Remembering Hurricane Igor 10 years later
Mike Moore | CBC News | Posted: September 21, 2020 8:30 AM | Last Updated: September 21, 2020
A fatality, millions in damage and a province that worked together through it all
Washouts, floods, power outages, isolation and a death.
Those were just some of the devastating effects of Hurricane Igor 10 years ago, on Sept. 21, 2010, when one of the worst and most severe weather systems the province had seen in recent history tore through eastern Newfoundland and Labrador, leaving behind a path of destruction that did millions of dollars in damages.
Roughly 20 communities called for a state of emergency in the hours during and after intense winds and heavy rain battered the homes and livelihoods of thousands. Hundreds more communities were isolated from the rest of the province because of heavy damage to roads and access points.
"Everything we had is gone under water. Our truck is covered. Ski-Doos covered. Everything," said one woman at the time, a resident of Trouty.
"I'm just devastated, myself. I can hardly talk about it."
Trouty was among some of the most severely hit towns in the province.
Hundreds of people more were evacuated from their homes across parts of the island, and thousands lost power. Some lost their homes entirely.
Allan Duffett, 80, was killed after being swept down a heavily flooded river on Random Island.
The response
It was then premier Danny Williams who was at the helm of the province and tasked with responding to the storm's fallout.
"Tomorrow we'll be on the ground, in the regions, in as many communities as we can as myself, and ministers and members, to see what the needs are.
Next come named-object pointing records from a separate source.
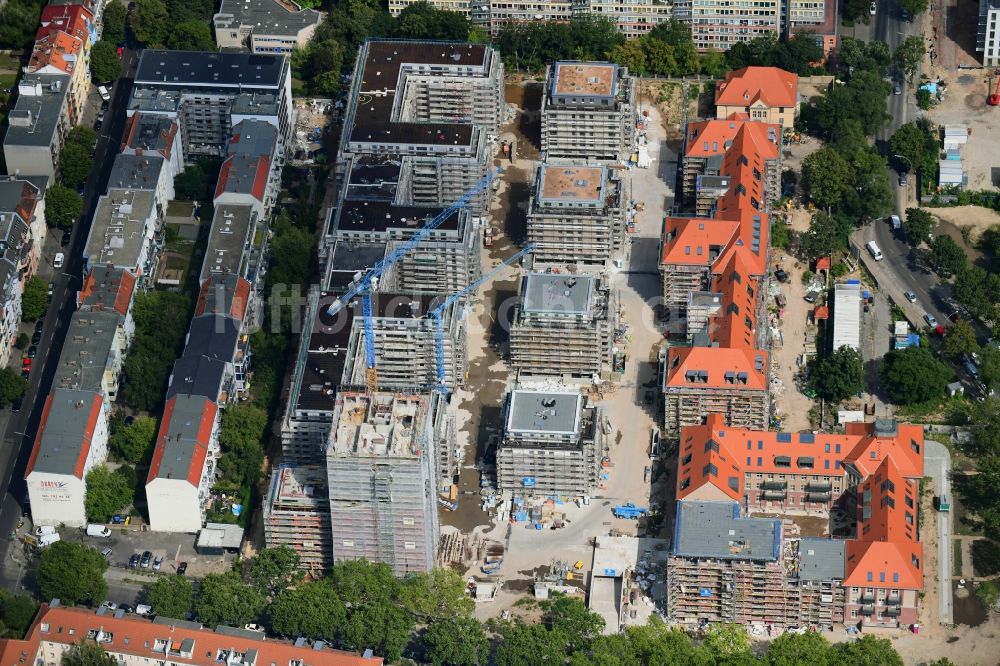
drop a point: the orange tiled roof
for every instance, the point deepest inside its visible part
(143, 638)
(770, 85)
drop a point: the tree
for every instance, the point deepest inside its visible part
(274, 569)
(529, 645)
(224, 599)
(910, 54)
(826, 176)
(135, 442)
(105, 65)
(959, 339)
(12, 386)
(86, 653)
(914, 7)
(108, 493)
(75, 164)
(457, 641)
(62, 206)
(436, 595)
(917, 226)
(914, 375)
(946, 256)
(149, 22)
(113, 19)
(795, 649)
(170, 596)
(191, 35)
(866, 651)
(312, 609)
(72, 573)
(839, 375)
(35, 299)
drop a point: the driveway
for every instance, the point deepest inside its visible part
(937, 464)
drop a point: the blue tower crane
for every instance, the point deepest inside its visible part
(435, 314)
(366, 283)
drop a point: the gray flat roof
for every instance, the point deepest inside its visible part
(209, 69)
(821, 559)
(136, 172)
(67, 425)
(117, 233)
(544, 412)
(87, 349)
(35, 116)
(268, 17)
(716, 530)
(227, 239)
(556, 293)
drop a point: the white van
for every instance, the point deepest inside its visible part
(48, 539)
(874, 251)
(98, 530)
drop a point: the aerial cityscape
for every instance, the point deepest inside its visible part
(361, 332)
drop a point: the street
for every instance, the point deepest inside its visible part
(19, 429)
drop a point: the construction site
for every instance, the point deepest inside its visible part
(563, 327)
(588, 112)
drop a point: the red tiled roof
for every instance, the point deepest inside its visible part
(143, 638)
(772, 86)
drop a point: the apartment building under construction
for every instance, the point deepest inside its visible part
(552, 443)
(297, 514)
(380, 472)
(563, 327)
(576, 216)
(588, 112)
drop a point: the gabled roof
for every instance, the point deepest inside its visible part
(717, 367)
(695, 241)
(769, 85)
(182, 443)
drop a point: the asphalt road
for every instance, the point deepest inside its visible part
(21, 427)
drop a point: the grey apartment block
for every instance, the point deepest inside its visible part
(297, 514)
(37, 125)
(563, 327)
(576, 216)
(380, 472)
(432, 107)
(588, 112)
(552, 444)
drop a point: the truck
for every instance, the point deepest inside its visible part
(102, 531)
(629, 511)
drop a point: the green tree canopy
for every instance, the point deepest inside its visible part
(827, 177)
(12, 386)
(458, 641)
(917, 226)
(170, 596)
(72, 573)
(105, 65)
(113, 19)
(224, 599)
(149, 22)
(312, 609)
(62, 206)
(914, 375)
(75, 164)
(134, 442)
(959, 339)
(946, 256)
(191, 35)
(840, 375)
(108, 493)
(35, 299)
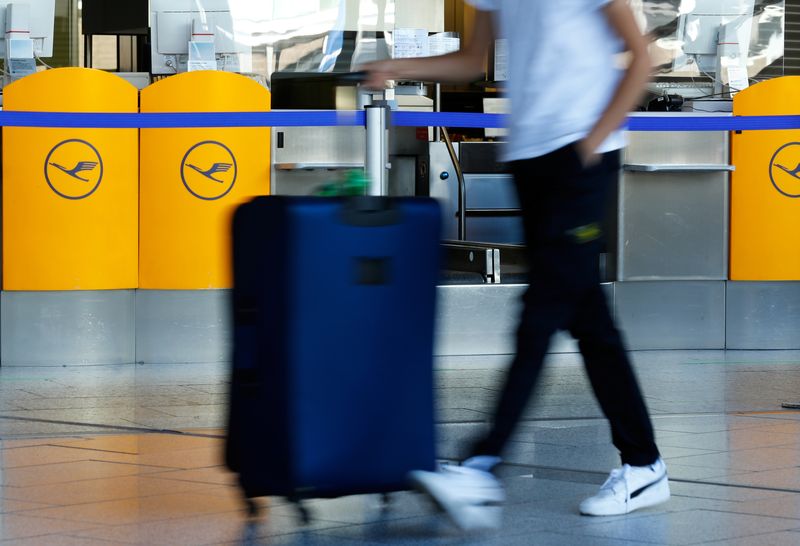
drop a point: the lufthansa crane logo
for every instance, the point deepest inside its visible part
(784, 170)
(73, 169)
(209, 170)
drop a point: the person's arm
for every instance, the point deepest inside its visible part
(463, 66)
(630, 88)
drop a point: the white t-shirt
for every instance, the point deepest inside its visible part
(562, 72)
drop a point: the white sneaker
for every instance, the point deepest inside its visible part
(470, 497)
(629, 488)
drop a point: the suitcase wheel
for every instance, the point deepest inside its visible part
(386, 502)
(303, 511)
(253, 509)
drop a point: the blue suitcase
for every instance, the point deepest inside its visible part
(331, 391)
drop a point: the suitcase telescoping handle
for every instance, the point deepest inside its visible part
(370, 211)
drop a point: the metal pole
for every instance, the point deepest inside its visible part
(462, 187)
(437, 107)
(377, 148)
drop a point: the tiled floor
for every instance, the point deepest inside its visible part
(94, 456)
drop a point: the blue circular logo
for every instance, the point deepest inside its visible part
(73, 169)
(784, 170)
(209, 170)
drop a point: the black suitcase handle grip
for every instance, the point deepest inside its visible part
(370, 211)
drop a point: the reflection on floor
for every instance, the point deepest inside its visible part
(131, 455)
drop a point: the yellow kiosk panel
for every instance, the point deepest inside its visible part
(193, 179)
(70, 195)
(765, 190)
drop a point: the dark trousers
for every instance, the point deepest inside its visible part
(563, 206)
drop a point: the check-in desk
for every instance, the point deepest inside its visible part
(668, 255)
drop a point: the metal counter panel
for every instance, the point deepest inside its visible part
(671, 314)
(673, 226)
(482, 320)
(67, 328)
(673, 207)
(182, 326)
(763, 315)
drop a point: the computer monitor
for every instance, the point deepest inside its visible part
(699, 31)
(42, 18)
(115, 17)
(171, 30)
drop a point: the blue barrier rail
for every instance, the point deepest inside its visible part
(353, 118)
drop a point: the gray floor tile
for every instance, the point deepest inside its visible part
(770, 539)
(678, 528)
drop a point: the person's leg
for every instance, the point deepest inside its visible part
(470, 493)
(613, 381)
(642, 480)
(605, 358)
(547, 193)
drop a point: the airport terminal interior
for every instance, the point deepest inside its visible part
(116, 323)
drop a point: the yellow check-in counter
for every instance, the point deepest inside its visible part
(765, 187)
(193, 179)
(70, 196)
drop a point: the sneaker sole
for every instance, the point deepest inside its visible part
(654, 494)
(466, 517)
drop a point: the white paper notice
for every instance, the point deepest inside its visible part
(500, 60)
(411, 42)
(496, 106)
(442, 44)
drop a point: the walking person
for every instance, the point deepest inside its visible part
(568, 100)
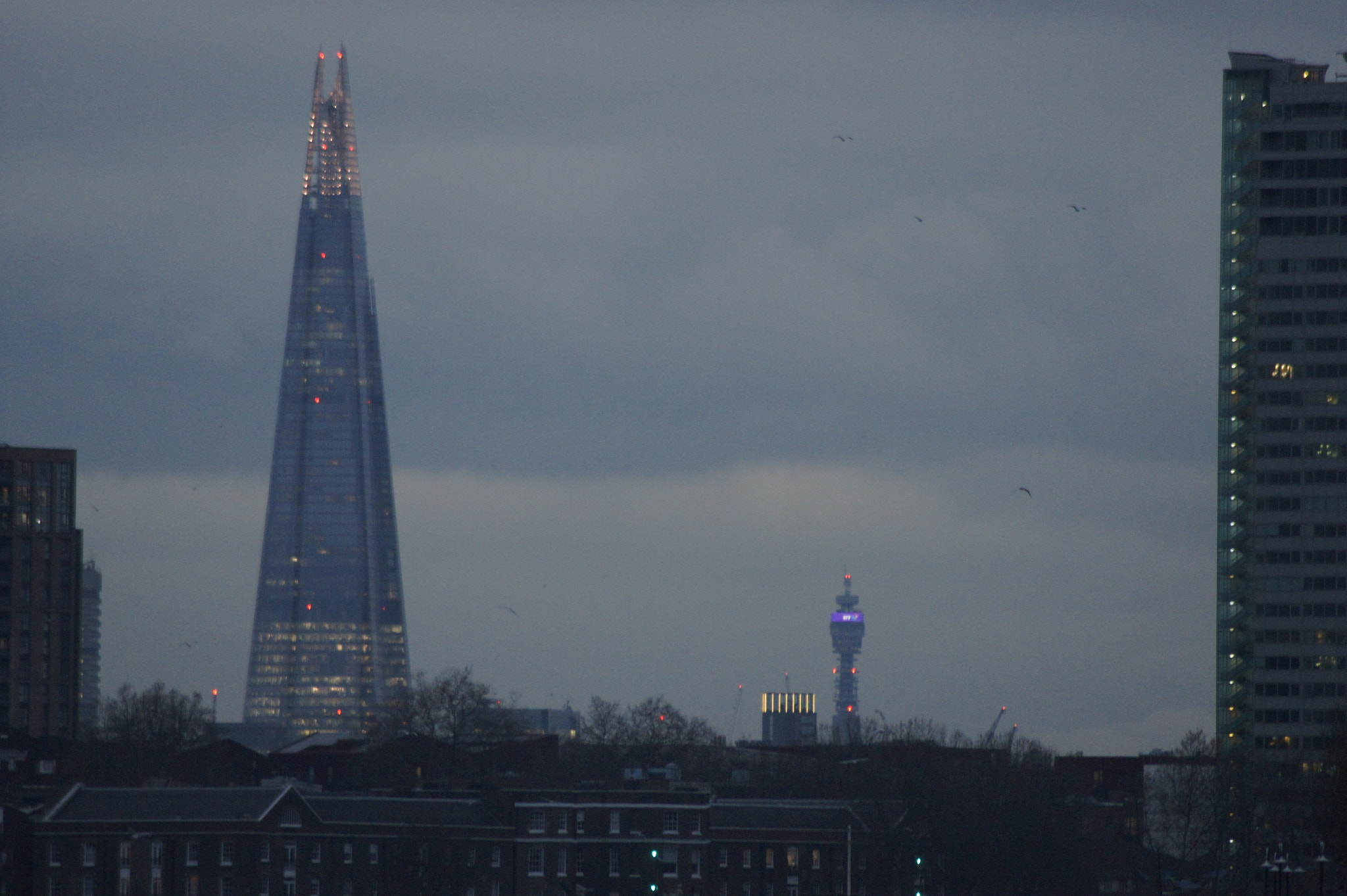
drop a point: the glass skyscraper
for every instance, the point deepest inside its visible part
(329, 638)
(1281, 665)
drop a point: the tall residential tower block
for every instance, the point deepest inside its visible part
(1281, 591)
(329, 638)
(39, 591)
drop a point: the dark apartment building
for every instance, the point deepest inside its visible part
(1283, 429)
(41, 555)
(282, 841)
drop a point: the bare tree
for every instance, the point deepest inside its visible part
(1182, 813)
(451, 708)
(604, 724)
(651, 723)
(157, 719)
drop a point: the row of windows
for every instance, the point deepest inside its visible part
(1308, 110)
(1315, 663)
(1303, 226)
(670, 821)
(1302, 583)
(1294, 637)
(1313, 557)
(1283, 451)
(1300, 318)
(1296, 689)
(1302, 140)
(1300, 504)
(1302, 266)
(1295, 716)
(1295, 611)
(1303, 197)
(1304, 371)
(1299, 531)
(1303, 168)
(1294, 743)
(1322, 343)
(1303, 424)
(1303, 291)
(1308, 478)
(227, 856)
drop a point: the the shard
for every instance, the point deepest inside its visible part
(329, 638)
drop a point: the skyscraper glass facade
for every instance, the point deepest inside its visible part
(1281, 646)
(329, 638)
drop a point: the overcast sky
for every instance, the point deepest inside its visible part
(663, 356)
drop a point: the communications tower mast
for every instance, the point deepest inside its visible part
(848, 630)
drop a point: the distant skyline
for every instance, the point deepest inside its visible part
(663, 357)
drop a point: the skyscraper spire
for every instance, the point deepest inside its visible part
(848, 628)
(329, 640)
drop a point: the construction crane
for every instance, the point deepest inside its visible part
(991, 738)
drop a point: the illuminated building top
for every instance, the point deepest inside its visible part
(329, 641)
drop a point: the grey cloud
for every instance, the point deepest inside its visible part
(628, 279)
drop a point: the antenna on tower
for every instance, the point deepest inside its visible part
(739, 699)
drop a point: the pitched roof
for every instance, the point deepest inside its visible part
(164, 803)
(399, 811)
(777, 814)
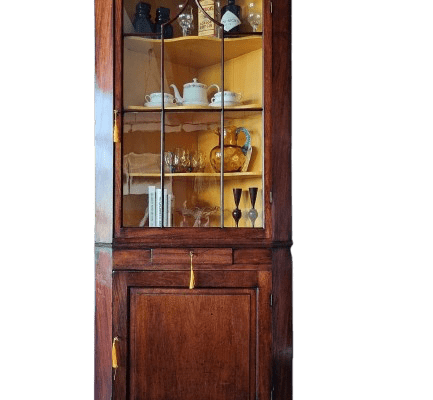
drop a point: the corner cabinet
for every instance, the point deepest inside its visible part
(193, 231)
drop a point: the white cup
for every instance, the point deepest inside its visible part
(229, 97)
(155, 98)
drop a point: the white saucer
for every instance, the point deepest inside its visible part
(193, 104)
(149, 104)
(226, 104)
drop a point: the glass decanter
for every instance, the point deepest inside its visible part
(254, 16)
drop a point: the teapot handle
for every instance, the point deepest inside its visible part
(247, 144)
(214, 84)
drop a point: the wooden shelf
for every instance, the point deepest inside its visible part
(243, 107)
(201, 174)
(189, 50)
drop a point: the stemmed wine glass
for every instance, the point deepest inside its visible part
(253, 214)
(185, 19)
(254, 16)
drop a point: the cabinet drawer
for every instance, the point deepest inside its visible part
(200, 256)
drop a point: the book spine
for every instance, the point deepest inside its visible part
(165, 208)
(152, 206)
(169, 200)
(158, 202)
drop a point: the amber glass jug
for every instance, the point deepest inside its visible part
(234, 155)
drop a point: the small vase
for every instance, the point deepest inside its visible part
(237, 214)
(253, 214)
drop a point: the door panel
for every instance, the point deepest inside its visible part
(210, 343)
(186, 344)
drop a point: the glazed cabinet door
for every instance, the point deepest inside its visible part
(193, 136)
(212, 342)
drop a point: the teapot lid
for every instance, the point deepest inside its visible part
(195, 83)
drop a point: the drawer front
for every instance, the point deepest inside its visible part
(203, 258)
(200, 256)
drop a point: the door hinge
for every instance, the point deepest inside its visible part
(116, 138)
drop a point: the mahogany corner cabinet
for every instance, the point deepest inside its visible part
(193, 200)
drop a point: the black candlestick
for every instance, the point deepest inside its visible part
(163, 16)
(237, 214)
(142, 22)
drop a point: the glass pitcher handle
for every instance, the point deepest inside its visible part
(247, 144)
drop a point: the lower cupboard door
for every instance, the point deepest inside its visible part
(199, 344)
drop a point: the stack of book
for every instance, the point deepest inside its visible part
(155, 207)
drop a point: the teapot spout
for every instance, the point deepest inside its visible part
(179, 99)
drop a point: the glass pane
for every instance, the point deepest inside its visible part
(142, 170)
(245, 129)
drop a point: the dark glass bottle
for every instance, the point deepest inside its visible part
(162, 16)
(232, 23)
(142, 22)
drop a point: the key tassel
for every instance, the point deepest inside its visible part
(114, 353)
(192, 279)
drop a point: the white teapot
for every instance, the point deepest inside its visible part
(194, 93)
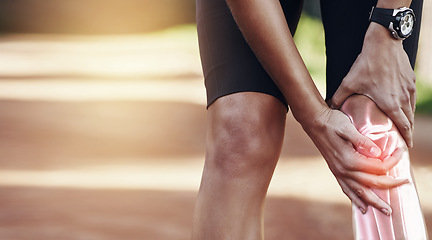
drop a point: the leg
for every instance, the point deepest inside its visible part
(244, 140)
(406, 221)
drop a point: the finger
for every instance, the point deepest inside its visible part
(374, 165)
(341, 94)
(403, 124)
(377, 181)
(361, 143)
(369, 197)
(409, 113)
(352, 196)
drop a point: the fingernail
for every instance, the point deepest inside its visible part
(376, 152)
(386, 211)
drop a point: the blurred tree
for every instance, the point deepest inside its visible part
(93, 16)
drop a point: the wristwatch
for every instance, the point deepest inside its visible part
(399, 21)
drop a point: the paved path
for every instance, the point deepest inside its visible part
(94, 148)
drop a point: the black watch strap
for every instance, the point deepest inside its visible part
(382, 16)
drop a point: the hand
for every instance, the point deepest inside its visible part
(337, 139)
(383, 72)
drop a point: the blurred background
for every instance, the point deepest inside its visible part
(102, 126)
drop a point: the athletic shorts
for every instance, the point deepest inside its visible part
(230, 66)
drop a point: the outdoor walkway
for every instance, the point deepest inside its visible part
(103, 138)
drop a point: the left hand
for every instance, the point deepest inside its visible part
(383, 72)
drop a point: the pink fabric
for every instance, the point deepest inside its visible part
(406, 221)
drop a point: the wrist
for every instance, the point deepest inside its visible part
(378, 34)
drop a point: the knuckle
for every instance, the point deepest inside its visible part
(360, 192)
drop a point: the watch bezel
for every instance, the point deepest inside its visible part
(395, 26)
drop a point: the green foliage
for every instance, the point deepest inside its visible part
(310, 41)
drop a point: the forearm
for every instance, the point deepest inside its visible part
(393, 3)
(263, 25)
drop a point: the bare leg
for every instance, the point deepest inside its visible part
(406, 221)
(244, 139)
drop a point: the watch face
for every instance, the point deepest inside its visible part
(406, 24)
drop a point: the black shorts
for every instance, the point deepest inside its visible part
(230, 66)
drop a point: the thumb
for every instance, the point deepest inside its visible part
(341, 94)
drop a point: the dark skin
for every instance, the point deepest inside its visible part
(245, 130)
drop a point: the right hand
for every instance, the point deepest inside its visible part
(353, 159)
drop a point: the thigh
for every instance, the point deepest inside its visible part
(229, 64)
(345, 24)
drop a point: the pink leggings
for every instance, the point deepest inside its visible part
(406, 221)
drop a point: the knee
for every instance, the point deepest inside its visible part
(242, 146)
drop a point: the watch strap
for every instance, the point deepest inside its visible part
(382, 16)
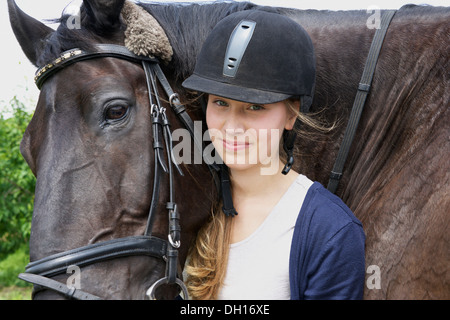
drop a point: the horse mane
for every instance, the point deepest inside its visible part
(187, 26)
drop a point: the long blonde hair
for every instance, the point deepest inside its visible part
(208, 258)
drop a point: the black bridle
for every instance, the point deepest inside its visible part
(38, 272)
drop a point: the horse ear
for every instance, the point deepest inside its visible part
(103, 15)
(29, 32)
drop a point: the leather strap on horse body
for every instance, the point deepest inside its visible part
(360, 99)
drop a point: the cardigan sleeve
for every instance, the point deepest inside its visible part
(327, 252)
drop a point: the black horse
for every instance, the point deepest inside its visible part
(94, 175)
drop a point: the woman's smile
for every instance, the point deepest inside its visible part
(234, 144)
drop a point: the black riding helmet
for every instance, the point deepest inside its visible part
(258, 57)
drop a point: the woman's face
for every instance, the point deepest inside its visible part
(247, 135)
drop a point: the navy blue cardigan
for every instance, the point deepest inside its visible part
(327, 252)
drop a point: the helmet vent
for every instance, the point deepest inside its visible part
(237, 44)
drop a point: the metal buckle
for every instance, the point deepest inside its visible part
(151, 291)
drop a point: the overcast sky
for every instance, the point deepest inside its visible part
(17, 72)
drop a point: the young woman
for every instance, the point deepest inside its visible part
(291, 238)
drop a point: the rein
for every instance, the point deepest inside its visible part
(360, 99)
(37, 272)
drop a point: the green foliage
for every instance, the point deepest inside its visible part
(17, 182)
(12, 265)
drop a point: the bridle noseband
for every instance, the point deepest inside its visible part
(37, 272)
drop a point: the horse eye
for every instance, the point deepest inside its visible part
(116, 112)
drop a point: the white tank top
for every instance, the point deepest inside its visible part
(258, 266)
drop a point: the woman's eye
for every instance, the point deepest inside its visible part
(116, 112)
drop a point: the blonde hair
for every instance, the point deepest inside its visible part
(208, 258)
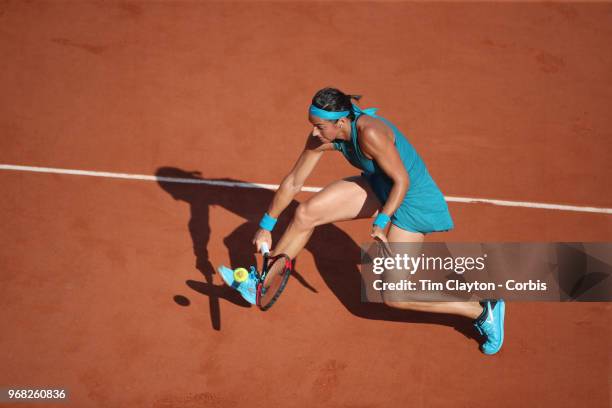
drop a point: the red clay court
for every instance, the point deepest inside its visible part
(107, 285)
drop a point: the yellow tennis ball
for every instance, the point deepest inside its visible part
(240, 274)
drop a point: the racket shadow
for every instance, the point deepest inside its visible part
(346, 285)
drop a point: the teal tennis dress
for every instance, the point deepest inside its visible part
(424, 208)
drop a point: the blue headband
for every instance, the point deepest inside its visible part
(323, 114)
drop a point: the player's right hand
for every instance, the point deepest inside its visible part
(262, 236)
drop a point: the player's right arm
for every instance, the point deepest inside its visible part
(292, 183)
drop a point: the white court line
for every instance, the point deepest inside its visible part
(503, 203)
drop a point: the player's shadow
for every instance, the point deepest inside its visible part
(336, 255)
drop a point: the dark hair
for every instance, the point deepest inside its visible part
(334, 100)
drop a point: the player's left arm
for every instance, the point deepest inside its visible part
(377, 145)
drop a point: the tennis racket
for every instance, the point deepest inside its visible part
(273, 278)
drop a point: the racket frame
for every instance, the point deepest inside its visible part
(264, 272)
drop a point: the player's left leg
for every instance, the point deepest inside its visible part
(488, 316)
(468, 309)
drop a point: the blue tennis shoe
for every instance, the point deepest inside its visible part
(491, 325)
(248, 288)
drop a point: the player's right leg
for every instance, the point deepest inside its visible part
(347, 199)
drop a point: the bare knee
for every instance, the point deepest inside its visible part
(305, 217)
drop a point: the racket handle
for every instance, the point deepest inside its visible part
(264, 249)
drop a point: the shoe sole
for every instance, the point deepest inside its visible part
(502, 313)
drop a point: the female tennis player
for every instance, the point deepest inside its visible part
(394, 187)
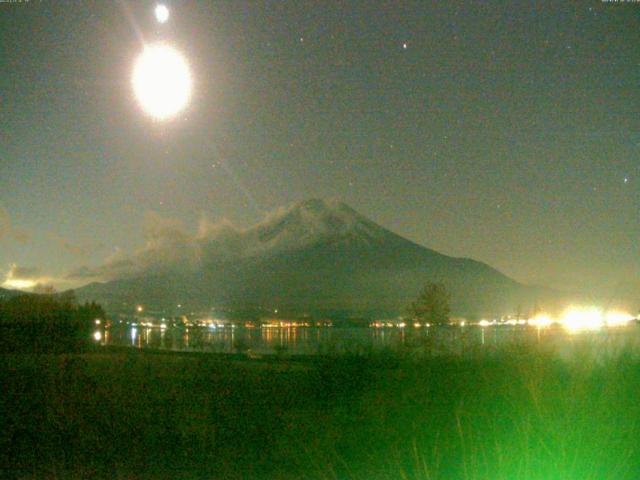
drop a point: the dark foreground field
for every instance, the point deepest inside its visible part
(520, 414)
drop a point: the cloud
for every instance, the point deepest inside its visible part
(170, 248)
(24, 278)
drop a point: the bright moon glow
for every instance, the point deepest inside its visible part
(161, 81)
(162, 13)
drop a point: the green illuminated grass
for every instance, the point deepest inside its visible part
(517, 414)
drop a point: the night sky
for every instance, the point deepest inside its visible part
(508, 132)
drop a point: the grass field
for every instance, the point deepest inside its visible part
(515, 414)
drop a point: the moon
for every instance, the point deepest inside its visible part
(162, 81)
(162, 13)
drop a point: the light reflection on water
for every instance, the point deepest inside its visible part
(334, 340)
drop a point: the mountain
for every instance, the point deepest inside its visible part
(317, 256)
We are prepared to throw all resources at this as soon as we're in a position to do so," Williams said at the time, as isolated community numbers and states of emergency began to grow.
Then prime minister Stephen Harper also made the trip to the island to assess the damage first-hand.
Hundreds of military troops later landed in the province to aid in cleanup, rebuild roads and issue supplies to residents who were struggling in the aftermath.
A decade later the province would need a similar response from Canadian Armed Forces members during Snowmageddon, a record-breaking blizzard in January that gripped much of the province's east coast for eight days under varying states of emergency and even longer until the snow began to melt away.
During the Igor response, military members doled out 95,000 litres of fuel, 60,000 litres of water, and 74,842 kilograms of food.
Helping out
The Canadian Red Cross in St. John's issued 600 cases of water and 150 cleanup kits to those affected along Newfoundland's east coast in the days following Igor's hammering.
"I'd just like to throw a bouquet out to Salvation Army here in Clarenville, and to the Canadian Red Cross," said another woman at the time, who was forced to seek refuge at a makeshift emergency shelter in a Clarenville school while waiting for roads to be repaired before returning home.
"They treated us [like] royalty."
But people who banded together in such crucial times to ensure they and their neighbours pulled through.
There were stories of boat runs packed with essential supplies to cut off towns, and of others who drove ATVs as far as a trail would allow and then hiked the rest of the way to fill gasoline and propane tanks.
Today, Hurricane Igor is a distant memory for most, but heavy rains over the weekend and subsequent washed-out roadways and floods in parts of the province provided an echo of the destruction left in Igor's wake.